New head coach. check. new offensive and defensive coordinators. check. new GM. check.Such as all things in football, consistency–or lack there off–is the status quo for the Cleveland Browns.
To some fans, the past couple of months have been a whirlwind of chaos mixed with daily questionings of their loyalty of a beloved franchise. To other fans, it’s been all in with the ownership, rolling with the changes, and pledging their loyalties no matter what. With the 2014 NFL Draft in a couple of months and the NFL combine underway, the biggest question still remains for the Browns:
Who will be the franchise quarterback?
Since the return in 1999, no other player position within the franchise has been the most inconsistent than the quarterback. The drought at that position is even longer, if you go back to the last real franchise quarterback for the Browns, Bernie Kosar.

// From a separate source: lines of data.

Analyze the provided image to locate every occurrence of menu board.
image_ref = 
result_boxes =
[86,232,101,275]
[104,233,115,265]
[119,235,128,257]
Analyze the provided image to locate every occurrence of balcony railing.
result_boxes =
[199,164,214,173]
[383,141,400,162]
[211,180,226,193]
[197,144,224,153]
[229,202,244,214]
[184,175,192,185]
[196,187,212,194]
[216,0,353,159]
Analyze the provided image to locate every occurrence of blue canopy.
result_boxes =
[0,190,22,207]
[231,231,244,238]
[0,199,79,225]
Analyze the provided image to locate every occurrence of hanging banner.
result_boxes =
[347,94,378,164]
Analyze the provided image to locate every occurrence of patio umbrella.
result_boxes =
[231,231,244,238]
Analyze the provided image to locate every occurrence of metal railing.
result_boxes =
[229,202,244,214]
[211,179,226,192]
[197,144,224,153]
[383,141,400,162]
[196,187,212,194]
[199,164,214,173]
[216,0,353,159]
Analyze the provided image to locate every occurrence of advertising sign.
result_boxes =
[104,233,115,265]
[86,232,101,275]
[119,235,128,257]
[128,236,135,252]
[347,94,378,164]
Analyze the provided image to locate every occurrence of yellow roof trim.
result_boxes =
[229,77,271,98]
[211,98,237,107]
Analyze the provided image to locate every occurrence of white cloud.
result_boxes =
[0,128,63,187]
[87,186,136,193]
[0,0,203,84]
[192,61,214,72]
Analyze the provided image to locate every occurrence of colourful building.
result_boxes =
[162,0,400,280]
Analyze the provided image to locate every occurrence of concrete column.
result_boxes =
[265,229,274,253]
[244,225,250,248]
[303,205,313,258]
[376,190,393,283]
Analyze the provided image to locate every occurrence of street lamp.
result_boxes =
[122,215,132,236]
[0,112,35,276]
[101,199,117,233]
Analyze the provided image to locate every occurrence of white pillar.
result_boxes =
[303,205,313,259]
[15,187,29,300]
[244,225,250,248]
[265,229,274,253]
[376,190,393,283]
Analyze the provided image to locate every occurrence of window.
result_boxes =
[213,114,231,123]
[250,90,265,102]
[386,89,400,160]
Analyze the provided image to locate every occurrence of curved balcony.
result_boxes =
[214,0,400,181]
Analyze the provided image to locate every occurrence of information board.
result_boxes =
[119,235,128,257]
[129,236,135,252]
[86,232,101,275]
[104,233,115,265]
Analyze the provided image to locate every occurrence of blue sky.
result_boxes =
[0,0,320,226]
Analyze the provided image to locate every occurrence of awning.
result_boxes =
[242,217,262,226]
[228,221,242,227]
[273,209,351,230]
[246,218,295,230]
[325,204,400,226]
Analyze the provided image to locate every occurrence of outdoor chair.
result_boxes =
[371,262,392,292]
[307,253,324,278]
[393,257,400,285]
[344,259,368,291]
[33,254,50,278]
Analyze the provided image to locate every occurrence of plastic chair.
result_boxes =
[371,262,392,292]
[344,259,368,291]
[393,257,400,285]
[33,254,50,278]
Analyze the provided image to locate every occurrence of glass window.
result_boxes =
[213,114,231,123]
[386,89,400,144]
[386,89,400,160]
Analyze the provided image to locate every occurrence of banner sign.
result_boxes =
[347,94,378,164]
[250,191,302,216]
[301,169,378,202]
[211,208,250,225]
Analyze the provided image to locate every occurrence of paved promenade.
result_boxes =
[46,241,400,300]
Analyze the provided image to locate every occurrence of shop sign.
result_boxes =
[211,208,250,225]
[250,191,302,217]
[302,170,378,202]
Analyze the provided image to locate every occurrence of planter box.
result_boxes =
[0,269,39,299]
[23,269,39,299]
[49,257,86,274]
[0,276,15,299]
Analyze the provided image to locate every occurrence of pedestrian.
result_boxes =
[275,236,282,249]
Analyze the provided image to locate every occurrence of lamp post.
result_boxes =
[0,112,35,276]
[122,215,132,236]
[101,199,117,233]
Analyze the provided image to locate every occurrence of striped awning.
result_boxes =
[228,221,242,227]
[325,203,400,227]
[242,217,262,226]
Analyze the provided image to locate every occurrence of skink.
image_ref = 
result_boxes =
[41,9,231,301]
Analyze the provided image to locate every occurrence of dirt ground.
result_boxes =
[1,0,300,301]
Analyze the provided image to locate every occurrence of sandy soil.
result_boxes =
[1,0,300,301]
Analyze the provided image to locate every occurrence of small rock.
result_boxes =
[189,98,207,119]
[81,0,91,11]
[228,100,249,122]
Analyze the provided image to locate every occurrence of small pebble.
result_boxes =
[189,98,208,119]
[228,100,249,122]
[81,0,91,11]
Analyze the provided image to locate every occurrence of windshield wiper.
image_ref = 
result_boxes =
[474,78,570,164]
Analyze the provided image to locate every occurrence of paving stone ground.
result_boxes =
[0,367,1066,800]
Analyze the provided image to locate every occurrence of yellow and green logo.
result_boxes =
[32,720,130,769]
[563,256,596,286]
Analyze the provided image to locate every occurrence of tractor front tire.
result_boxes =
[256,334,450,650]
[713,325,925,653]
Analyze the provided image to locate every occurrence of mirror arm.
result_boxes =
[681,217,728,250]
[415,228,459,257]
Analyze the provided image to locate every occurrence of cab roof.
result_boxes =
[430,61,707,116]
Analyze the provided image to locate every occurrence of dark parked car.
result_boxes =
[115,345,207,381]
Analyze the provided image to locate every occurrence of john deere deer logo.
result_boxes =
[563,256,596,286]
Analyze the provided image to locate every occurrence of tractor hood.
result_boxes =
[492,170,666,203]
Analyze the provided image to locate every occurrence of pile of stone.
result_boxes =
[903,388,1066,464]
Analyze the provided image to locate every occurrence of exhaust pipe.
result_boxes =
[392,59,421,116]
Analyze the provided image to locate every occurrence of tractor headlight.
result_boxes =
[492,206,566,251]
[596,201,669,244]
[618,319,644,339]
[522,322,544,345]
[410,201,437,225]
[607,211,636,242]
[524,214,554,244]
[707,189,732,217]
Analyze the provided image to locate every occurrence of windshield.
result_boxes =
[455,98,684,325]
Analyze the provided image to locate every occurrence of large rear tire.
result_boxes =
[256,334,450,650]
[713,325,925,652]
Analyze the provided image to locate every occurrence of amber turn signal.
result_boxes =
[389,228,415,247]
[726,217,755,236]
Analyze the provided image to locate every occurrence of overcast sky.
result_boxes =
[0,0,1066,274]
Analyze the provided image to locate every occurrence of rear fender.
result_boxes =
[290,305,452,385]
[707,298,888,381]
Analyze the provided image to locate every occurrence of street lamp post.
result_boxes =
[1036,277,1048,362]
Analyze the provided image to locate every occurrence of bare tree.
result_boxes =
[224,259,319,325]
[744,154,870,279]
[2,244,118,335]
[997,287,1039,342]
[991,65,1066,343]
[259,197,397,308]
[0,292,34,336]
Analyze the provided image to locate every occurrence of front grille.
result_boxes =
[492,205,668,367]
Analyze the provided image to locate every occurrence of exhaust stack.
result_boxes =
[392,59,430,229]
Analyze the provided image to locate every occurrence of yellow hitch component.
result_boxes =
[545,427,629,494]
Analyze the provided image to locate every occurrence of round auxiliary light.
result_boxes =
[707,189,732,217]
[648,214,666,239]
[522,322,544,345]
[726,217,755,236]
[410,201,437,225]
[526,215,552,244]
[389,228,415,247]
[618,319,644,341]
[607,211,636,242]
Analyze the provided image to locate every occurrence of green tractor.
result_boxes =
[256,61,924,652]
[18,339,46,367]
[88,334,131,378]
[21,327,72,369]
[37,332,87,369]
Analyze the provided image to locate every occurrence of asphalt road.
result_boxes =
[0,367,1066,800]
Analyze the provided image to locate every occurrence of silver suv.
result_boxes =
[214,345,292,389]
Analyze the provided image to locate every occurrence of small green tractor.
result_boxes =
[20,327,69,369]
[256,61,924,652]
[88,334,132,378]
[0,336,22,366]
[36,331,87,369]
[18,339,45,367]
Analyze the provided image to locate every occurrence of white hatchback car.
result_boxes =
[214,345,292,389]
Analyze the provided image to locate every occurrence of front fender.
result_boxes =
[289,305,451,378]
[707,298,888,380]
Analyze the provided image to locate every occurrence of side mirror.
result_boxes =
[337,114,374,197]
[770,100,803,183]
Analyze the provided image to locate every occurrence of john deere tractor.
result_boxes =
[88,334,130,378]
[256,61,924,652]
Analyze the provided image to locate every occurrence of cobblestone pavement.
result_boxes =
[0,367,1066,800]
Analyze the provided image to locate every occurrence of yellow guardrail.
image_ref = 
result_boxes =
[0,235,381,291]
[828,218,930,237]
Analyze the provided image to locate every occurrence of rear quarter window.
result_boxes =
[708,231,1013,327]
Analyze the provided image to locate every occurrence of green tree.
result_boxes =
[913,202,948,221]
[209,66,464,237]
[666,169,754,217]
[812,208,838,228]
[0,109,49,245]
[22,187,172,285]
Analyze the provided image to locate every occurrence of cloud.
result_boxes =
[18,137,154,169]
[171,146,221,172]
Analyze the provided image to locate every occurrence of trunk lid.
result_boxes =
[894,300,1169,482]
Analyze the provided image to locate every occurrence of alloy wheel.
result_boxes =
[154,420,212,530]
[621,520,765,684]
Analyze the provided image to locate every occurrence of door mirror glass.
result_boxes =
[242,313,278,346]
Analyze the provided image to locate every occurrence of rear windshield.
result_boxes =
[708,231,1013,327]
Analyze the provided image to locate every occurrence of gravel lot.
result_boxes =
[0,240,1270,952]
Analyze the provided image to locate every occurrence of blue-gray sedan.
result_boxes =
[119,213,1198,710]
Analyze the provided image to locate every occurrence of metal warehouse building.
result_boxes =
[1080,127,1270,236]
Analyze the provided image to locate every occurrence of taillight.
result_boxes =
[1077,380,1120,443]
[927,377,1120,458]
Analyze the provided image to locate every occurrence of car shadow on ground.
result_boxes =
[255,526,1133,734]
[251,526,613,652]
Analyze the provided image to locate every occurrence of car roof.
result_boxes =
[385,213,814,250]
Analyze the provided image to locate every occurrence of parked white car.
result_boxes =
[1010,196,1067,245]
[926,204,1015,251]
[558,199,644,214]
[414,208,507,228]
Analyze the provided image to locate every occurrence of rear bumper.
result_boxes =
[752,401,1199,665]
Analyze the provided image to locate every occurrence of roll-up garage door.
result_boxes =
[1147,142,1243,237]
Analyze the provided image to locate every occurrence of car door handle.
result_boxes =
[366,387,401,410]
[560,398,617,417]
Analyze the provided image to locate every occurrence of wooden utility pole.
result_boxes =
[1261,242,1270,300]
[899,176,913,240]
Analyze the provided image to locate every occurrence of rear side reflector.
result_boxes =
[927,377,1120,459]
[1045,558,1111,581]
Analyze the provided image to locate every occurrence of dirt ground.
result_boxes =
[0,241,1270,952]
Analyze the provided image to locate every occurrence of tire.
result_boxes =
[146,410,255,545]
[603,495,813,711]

Injuries have been a major cause for the ever revolving door of inconsistency, as well as changes in coaches and coordinators have been contributing factors.
If the Cleveland Browns hope to win, they must first show consistency at quarterback first, in giving local product Brian Hoyer a shot.
- Reason 1: Experience — Although the draft has some talent coming out at quarterback, the concerns of readiness to hit the ground running as starters have been in question. Only two of the top five QB prospects (Tajh Boyd and Derek Carr) are not coming out early from their respective schools. Underclassmen signal-callers such Teddy Bridgewater, Johnny Manziel, and Blake Bortles are all entering early with three years or less at the collegiate level. And from those three, Manziel’s maturity has been under the microscope since before the 2013 college football season had even started, not to mention his mechanics translating over to the NFL level. If the Browns take a quarterback in May, they should consider taking a quarterback (Boyd, Bortles, or Carr) late in the first or in the second round to back up Hoyer and develop. Hoyer already has an advantage on whoever the Browns take at quarterback: 5 year NFL veteran, developed behind Tom Brady at New England for three years, and 3-0 in games played for the Browns as a starter in 2013. Players bought into his leadership role and the team had an immediate turnaround in the games with Hoyer at the helm.
- Reason 2: Quarterback is not the immediate need. — The biggest need on the offensive side of the ball is wide receiver. Outside of Josh Gordon, the receiving core of Greg Little and Davone Bess have disappointed in their production on the field. If the Browns want to make a splash and bring a much-needed weapon to compliment Pro Bowl wideout Josh Gordon, selecting Sammie Watkins at #4 would be that splash.
- Reason 3: Kyle Shanahan’s Offense — With the addition of Kyle Shanahan as offensive coordinator, his style of play fits those of a pocket passer versus a mobile quarterback. He saw the most success with Rex Grossman and Matt Schaub, both pocket passers. Hoyer has been compared to Kirk Cousins, who Kyle Shanahan has worked with and speaks very highly of. Although Hoyer can be mobile, he thrives more as a pocket passing quarterback. Hoyer should easily adapt to Shanahan’s new system without issue.
At the end of the day, keeping Hoyer at the helm going for the 2014-15 season will bring positive dividends to the Browns in what has been an overhaul of an off-season so far. Changing what already has brought success would keep the cycle of inconsistency in that position.
For this writer, he’s like the brand of jeans that you find that finally fits in comfort and style. (I’m sure the female readers would back me up on this.) You stick with that brand and style until it stops working for you. In Cleveland’s case, it’s time the Browns stick with their own pair of proverbial pair of denim in Hoyer.